Notch2 negatively regulates myofibroblastic differentiation of myoblasts

Abstract Myofibroblasts are one of the key cellular components involved in fibrosis of skeletal muscle as well as in other tissues. Transforming growth factor‐β1 (TGF‐β1) stimulates differentiation of mesenchymal cells into myofibroblasts, but little is known about the regulatory mechanisms of myofibroblastic differentiation.

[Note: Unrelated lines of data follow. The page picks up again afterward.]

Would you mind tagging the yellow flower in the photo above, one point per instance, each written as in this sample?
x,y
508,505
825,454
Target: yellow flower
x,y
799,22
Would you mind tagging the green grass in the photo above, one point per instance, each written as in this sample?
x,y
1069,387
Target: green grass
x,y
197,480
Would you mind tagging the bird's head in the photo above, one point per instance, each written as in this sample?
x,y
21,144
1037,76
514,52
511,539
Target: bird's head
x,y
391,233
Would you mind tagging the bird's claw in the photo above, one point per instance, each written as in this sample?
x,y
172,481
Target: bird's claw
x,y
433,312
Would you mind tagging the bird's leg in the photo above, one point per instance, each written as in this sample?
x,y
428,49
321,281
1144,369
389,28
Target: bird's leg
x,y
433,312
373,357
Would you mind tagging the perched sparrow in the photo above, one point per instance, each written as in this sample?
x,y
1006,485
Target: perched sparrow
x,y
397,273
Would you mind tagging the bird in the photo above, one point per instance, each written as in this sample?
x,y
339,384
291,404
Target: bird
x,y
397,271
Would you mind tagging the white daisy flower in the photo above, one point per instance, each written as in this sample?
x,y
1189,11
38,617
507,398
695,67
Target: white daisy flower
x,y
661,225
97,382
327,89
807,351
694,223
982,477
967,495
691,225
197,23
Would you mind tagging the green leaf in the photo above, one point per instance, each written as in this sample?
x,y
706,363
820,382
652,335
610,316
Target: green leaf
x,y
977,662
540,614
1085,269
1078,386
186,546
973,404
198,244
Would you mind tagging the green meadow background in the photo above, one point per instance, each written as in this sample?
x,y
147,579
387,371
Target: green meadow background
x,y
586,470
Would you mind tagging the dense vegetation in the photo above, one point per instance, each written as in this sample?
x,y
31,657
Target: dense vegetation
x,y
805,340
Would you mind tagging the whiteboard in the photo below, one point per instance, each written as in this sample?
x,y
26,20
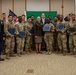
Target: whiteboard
x,y
37,5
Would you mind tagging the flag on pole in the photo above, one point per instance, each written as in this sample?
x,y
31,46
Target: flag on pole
x,y
25,15
12,13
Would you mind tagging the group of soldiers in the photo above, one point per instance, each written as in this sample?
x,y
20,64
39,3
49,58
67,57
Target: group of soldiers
x,y
61,41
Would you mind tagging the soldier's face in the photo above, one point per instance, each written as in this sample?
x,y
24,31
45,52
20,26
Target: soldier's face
x,y
23,17
55,19
14,18
10,18
29,20
4,16
43,16
38,19
73,18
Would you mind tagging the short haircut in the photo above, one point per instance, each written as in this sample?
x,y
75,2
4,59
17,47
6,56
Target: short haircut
x,y
3,13
10,15
23,15
28,17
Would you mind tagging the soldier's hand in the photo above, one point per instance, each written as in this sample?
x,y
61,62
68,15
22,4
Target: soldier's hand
x,y
30,34
71,33
62,31
67,31
12,35
4,38
35,36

Since Notch2 was shown to be downregulated in TGF‐β1‐induced non‐muscle fibrogenic tissue, we investigated whether Notch2 also has a distinctive role in myofibroblastic differentiation of myogenic cells induced by TGF‐β1. TGF‐β1 treatment of C2C12 myoblasts led to expression of myofibroblastic marker α‐smooth muscle actin (α‐SMA) and collagen I with concomitant downregulation of Notch2 expression. Overexpression of active Notch2 inhibited TGF‐β1‐induced expression of α‐SMA and collagen I. Interestingly, transient knockdown of Notch2 by siRNA in C2C12 myoblasts and primary cultured muscle‐derived progenitor cells resulted in differentiation into myofibroblastic cells expressing α‐SMA and collagen I without TGF‐β1 treatment. Furthermore, we found Notch3 was counter‐regulated by Notch2 in C2C12 cells. These findings suggest that Notch2 is inhibiting differentiation of myoblasts into myofibroblasts with downregulation of Notch3 expression. J. Cell. Physiol. 210: 358–369, 2007. © 2006 Wiley‐Liss, Inc.